New entry nella fiction prodotta da Angelo Rizzoli, Silvestri ha rivestito il ruolo di Dario-Falco, erede cocainomane di una dinastia di industriali genovesi che a Capri ritrova l'equilibrio grazie ad una isolana da cui peraltro dovrà alla fine separarsi (si spera per offrire agli spettatori in una eventuale terza serie, di cui già si parla, un lieto fine).
Davide Silvestri, perché Capri ha avuto tanto successo?
«Intanto la gente che aveva visto la prima serie ha voluto seguire anche la seconda. Certo, poteva deludere, ma anche se non si sono raggiunti i picchi precedenti, secondo me è piaciuto il «giallo» che ha visto protagonisti Gabriella Pession e Luca Ward. Straordinari».
Eppure attori del cast, fra i quali Sergio Assisi, hanno espresso qualche dubbio sulla parte noir, preferendo la prima serie più centrata sulla commedia.
«Ripetere la storia del triangolo amoroso avrebbe finito per stancare»
I suoi rapporti con il resto degli attori, in particolare con Lucia, alias Miriam Candurro, di cui ti innamori sul set?
«Grande empatia con Kaspar Capparoni, la domenica mi portava a fare le immersioni a Salerno. Luca Ward è spiritosissimo, un giocherellone. Con Miriam ho avuto un rapporto ottimo. Di solito con le attrici si crea un rapporto di amicizia o di odio. Con lei c'è stato rispetto reciproco. Provavamo insieme le scene, ci siamo confrontati parecchio».
Quanto c'è di Davide nel personaggio di Falco?
«Più di quanto non si immagini, per motivi personali che non riguardano me ma persone a me vicine e di cui non mi va di parlare. A partire dal nome...Sull'isola mi chiamavano «Il Falco», il mio nome nella soap «Vivere» era Marco Falcon, ho un tatuaggio con due ali di falco...»

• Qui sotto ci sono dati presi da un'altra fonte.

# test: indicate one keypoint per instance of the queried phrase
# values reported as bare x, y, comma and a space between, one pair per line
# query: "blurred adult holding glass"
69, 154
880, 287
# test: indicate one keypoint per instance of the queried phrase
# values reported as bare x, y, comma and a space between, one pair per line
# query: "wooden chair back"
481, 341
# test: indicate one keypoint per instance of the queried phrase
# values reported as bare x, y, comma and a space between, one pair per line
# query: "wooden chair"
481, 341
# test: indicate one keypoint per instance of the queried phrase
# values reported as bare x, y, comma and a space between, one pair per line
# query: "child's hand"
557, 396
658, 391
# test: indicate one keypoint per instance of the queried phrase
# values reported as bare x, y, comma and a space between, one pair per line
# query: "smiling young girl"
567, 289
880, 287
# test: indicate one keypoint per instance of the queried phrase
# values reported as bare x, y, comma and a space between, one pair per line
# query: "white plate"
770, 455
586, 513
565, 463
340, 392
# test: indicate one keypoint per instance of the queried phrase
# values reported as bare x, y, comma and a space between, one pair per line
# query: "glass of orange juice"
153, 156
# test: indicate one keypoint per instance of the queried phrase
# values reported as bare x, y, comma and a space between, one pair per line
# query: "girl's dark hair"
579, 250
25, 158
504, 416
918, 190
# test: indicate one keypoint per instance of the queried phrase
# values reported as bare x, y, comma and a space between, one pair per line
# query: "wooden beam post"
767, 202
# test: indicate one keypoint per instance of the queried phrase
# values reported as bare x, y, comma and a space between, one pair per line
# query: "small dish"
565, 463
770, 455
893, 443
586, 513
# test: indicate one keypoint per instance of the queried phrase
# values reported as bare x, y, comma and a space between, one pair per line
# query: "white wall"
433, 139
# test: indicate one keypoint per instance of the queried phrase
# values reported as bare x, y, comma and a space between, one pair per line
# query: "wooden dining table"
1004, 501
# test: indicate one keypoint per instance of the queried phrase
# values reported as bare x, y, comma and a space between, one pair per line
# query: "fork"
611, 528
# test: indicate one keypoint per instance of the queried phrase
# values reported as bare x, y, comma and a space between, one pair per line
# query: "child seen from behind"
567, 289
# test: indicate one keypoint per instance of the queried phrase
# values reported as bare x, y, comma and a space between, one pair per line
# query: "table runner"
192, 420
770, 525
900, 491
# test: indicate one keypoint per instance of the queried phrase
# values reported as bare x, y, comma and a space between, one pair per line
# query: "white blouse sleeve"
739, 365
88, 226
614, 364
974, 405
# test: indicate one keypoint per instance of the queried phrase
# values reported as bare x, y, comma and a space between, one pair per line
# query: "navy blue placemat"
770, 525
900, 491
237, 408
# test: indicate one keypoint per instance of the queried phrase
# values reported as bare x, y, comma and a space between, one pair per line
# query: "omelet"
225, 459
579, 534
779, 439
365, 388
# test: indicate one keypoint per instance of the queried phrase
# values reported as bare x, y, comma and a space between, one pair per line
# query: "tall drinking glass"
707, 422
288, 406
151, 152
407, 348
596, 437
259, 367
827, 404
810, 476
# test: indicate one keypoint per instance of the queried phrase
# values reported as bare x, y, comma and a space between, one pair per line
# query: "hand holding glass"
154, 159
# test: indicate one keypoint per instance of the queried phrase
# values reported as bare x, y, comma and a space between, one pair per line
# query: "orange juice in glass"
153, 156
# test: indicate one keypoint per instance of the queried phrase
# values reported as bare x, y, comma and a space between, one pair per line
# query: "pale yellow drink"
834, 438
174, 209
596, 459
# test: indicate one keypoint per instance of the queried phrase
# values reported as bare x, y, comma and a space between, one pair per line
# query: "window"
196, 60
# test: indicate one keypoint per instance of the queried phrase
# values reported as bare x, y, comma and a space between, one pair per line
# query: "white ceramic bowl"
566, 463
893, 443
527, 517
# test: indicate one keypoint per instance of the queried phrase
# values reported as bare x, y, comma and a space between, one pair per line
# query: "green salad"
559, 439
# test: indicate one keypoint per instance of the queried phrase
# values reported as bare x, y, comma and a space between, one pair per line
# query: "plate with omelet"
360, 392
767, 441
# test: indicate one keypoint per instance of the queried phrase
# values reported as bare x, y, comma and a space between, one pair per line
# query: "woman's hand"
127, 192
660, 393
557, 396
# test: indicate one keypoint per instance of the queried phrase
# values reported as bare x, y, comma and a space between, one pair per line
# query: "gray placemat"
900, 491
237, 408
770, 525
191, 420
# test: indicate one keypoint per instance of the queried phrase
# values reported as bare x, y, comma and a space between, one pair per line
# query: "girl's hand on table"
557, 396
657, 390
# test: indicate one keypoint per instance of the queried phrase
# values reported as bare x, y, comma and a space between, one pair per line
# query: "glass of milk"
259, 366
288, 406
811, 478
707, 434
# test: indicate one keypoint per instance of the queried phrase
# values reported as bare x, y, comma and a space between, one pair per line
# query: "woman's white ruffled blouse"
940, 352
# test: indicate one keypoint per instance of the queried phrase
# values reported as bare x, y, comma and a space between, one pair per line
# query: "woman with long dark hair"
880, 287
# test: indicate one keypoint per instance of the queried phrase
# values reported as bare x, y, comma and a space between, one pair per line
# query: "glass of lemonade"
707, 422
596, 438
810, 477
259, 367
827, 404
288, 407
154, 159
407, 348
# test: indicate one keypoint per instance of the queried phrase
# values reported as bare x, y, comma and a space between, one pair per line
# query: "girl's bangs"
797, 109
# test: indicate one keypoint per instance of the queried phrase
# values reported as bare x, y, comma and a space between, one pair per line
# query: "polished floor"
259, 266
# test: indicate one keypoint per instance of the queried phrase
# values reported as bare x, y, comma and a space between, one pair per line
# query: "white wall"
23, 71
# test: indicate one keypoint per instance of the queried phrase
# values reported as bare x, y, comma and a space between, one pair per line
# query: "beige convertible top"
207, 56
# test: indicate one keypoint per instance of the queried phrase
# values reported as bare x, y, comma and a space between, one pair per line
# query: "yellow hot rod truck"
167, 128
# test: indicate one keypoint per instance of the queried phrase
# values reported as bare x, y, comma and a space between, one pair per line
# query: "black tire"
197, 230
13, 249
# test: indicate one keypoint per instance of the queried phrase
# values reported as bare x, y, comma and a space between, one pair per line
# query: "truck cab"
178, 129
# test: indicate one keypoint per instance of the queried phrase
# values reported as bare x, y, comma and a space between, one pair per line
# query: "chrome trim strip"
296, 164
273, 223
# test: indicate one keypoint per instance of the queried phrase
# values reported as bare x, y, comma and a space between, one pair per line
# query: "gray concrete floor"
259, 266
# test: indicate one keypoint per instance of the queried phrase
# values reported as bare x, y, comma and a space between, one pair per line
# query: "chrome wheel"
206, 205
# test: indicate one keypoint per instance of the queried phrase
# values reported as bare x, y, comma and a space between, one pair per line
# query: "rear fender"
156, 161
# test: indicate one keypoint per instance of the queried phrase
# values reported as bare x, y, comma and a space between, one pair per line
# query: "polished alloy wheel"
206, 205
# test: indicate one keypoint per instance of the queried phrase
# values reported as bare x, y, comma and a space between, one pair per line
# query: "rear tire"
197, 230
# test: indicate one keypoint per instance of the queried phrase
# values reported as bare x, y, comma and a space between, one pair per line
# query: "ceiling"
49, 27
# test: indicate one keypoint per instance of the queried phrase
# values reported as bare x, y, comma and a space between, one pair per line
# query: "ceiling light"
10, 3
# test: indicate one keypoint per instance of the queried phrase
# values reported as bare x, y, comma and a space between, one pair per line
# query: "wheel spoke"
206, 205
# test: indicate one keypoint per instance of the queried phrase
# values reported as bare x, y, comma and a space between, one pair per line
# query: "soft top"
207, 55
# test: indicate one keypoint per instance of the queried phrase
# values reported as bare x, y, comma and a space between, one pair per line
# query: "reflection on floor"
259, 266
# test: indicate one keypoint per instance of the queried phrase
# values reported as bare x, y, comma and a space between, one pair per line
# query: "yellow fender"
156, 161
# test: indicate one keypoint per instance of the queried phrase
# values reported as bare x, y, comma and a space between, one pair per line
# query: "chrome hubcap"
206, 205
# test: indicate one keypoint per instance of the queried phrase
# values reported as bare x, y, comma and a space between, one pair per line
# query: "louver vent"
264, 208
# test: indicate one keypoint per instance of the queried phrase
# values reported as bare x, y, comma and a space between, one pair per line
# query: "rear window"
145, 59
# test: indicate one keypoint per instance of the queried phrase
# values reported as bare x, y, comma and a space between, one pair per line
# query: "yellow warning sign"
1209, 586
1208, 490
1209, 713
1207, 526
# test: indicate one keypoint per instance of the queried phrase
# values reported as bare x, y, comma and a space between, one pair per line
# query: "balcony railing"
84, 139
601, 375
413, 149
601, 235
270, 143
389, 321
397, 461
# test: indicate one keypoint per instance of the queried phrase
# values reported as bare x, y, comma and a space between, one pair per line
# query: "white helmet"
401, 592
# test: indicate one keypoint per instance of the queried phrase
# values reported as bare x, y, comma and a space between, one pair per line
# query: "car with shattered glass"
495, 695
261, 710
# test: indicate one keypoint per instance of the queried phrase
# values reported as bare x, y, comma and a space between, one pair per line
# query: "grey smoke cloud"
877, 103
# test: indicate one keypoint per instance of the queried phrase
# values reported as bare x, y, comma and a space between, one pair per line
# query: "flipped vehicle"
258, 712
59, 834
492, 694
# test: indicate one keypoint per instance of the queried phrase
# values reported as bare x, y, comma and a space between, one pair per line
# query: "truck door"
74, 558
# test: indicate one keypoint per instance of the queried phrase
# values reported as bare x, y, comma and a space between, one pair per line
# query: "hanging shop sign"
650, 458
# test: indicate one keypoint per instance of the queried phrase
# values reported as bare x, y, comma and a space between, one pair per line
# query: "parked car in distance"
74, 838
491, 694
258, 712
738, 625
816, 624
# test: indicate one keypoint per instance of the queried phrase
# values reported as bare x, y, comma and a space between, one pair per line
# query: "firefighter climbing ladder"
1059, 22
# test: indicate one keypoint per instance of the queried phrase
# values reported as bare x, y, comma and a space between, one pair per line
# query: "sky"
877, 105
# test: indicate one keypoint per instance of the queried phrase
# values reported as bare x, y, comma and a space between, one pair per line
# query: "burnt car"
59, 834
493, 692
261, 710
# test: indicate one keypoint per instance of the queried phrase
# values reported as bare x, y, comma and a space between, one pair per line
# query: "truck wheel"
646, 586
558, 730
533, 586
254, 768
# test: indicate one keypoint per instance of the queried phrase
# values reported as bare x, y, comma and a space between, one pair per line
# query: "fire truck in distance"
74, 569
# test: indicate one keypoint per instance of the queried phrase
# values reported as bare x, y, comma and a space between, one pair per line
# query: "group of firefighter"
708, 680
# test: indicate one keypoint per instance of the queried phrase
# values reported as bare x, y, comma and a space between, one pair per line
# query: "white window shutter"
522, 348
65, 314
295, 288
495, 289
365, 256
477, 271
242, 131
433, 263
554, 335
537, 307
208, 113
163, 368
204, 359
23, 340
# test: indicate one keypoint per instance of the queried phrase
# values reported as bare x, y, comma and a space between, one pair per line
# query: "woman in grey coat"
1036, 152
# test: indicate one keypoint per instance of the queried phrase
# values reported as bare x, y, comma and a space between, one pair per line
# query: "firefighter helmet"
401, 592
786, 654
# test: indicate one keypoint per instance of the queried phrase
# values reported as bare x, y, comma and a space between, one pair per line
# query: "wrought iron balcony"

Ammiratrici a valanga, immaginiamo.
«Sul mio spazio web (www.myspace.com/davidesilvestri) ho ricevuto tantissime mail. La gente mi ferma per strada, ma sono io a fare le domande a loro. Chiedo cosa ne pensino del mio personaggio, cosa sia piaciuto e cosa no».
Soap, fiction, cinema, teatro. Cosa piace di più fare a Silvestri?
«Il cinema, senz'altro. Ritmi meno stressanti, si guadagna bene. Anche il teatro...certo bisogna mantenersi, economicamente intendo. Diciamo più in generale che mi piace fare questo lavoro. Quello che non mi piace è il gossip che sta intorno al mondo dello spettacolo».